Das Thema wurde kontrovers diskutiert und von Florian Willershausen, Chefreporter international der Wirtschaftswoche mit umfänglicher (Nord)Koreaerfahrung, moderiert.
Thematisiert wurde auch die offenbar tiefe Spaltung Nordkoreas, die immer wieder in scheinbar gegensätzlichem Handeln zum Tragen komme.
Was kann Deutschland zur Annäherung der beiden koreanischen Staaten beitragen? Wie können die aktuellen gegenseitigen Provokationen aufgelöst werden, um die Lage zu entspannen?
Botschafter Kyung-soo Lee, Botschafter der Republik Korea in Deutschland, skizziert das komplexe Bild Nordkoreas nach. Es liege seiner Meinung nach ein Paradoxon vor. Einerseits provoziert Nordkorea seit der Teilung Koreas immer wieder und andererseits soll es das Land sein, mit dem eine Annäherungspolitik geführt werden soll. Er hält fest, dass wenn der Wille seitens Nordkoreas vorhanden bzw. zu erkennen sei, in Südkorea jedes Mal entsprechend offen darauf reagiert werde. Soweit der Versuch, mit dieser Situation umzugehen. Alle bisherigen Regierungen Südkoreas, unabhängig welcher (parteipolitischen) Coleur, versuchen dies stringent so umzusetzen.
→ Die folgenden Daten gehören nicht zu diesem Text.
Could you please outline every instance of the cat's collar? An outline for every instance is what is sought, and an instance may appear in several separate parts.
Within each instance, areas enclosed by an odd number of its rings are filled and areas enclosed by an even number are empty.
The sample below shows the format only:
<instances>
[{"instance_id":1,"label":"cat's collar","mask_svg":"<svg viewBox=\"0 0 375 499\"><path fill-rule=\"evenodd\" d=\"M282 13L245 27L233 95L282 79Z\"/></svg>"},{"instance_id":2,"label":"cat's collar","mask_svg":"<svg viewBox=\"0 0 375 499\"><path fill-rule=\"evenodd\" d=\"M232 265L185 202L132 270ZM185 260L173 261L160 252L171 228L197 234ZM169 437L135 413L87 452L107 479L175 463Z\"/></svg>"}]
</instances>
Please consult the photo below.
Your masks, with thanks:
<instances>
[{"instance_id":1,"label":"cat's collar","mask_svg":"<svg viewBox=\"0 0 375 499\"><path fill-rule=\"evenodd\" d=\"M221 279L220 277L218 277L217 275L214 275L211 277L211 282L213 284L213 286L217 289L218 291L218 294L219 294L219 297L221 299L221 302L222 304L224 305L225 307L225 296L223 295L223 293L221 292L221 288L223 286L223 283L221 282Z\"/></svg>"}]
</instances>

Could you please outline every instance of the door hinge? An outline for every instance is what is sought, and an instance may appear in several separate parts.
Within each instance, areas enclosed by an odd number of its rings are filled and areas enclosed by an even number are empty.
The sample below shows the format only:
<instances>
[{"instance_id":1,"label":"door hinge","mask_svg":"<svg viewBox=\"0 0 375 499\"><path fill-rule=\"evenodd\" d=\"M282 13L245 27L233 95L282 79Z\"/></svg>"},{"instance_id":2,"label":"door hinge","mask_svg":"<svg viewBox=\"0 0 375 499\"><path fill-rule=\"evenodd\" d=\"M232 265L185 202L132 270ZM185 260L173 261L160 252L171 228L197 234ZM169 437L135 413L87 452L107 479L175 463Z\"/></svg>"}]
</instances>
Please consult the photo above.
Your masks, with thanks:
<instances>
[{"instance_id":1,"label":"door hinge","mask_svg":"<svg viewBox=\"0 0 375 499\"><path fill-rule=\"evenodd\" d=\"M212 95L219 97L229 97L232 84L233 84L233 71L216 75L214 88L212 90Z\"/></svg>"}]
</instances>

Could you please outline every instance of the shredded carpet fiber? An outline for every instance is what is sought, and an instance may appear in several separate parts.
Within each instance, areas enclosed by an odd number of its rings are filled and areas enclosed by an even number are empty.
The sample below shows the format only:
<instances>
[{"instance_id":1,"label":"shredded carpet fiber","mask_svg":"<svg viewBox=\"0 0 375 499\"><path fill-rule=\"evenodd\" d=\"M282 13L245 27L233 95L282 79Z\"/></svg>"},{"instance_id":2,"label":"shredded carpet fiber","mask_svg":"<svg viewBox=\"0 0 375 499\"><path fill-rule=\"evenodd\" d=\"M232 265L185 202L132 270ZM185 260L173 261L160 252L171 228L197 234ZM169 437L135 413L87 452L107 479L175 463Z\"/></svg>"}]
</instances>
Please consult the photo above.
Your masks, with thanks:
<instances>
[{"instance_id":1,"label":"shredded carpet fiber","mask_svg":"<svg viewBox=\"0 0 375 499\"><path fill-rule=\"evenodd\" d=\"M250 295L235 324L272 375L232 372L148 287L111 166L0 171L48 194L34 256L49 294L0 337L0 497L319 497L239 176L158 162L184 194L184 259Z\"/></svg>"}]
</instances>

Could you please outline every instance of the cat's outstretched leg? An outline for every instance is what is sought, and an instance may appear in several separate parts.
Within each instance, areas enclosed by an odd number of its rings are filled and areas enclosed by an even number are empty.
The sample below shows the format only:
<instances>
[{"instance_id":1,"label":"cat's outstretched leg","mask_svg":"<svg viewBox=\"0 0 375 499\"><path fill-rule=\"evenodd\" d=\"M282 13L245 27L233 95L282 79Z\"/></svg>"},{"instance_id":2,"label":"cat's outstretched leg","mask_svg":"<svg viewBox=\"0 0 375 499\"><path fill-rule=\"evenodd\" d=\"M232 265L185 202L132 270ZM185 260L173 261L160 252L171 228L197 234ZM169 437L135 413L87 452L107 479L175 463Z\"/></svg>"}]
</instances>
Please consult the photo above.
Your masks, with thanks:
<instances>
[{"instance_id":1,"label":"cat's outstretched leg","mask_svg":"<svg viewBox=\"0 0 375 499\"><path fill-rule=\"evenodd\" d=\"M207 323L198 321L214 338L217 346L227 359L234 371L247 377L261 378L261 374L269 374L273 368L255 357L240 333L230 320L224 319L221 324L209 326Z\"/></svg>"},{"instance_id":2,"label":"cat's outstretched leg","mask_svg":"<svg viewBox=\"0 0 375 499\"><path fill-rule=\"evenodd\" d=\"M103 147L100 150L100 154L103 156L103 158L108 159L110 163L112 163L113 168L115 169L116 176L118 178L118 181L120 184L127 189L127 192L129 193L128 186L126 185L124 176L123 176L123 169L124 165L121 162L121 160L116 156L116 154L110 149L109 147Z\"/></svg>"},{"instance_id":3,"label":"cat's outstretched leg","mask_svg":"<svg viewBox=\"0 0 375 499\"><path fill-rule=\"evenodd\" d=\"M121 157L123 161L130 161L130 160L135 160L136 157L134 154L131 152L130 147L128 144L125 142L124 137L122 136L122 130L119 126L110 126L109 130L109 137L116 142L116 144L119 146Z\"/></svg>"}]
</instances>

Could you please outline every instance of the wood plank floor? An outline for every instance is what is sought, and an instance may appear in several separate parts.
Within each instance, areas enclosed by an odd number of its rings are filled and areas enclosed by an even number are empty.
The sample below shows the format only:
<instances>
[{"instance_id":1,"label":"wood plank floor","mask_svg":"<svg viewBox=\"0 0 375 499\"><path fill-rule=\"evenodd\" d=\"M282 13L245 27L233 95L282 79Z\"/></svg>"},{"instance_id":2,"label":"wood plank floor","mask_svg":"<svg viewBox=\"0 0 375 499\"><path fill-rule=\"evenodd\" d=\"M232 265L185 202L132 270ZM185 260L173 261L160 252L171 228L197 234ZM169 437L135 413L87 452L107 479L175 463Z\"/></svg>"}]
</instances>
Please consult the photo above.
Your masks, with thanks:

Es sei erfreulich, dass sich deutsche Nichtregierungsorganisationen, wie die diversen deutschen politischen Stiftungen, in Nordkorea einbringen und Themen vorantreiben, die zwischen den beiden Koreas aufgrund des bestehenden Kontexts der Teilung nicht aufgreifbar scheinen, obwohl auch seitens Südkoreas thematisiert.
Botschafter Rolf Mafael, Deutscher Botschafter in der Republik Korea, unterstreicht derweil, dass die Bundesregierung die Vertrauenspolitik der koreanischen Präsidenten unterstütze, sowohl in der bilateralen Dimension (ggü. Nordkorea) als auch in der Multilateralen Dimension (ggü. allen Interessenvertretern Nordostasiens).
Die Vorschläge der koreanischen Präsidentin erscheinen seiner Meinung nach sehr geeignet, um die positiven Effekte einer vertrauensbildenden Spirale zu nutzen. Trotz des Vorgehens in 2013 seitens Norkoreas – i.R. von Raketen- und Nukleartests – ist sie mutig mit diesen Vorschlägen vorangegangen. Leider gab es bislang keine konkrete Reaktion des kommunistischen Nachbarstaates darauf. Eine Kontinuität Südkoreas in der Nordkoreapolitik sei daher maßgeblich, auch oder insbesondere vor dem Hintergrund der auf fünf Jahre begrenzten Präsidentschaftszeit in Südkorea.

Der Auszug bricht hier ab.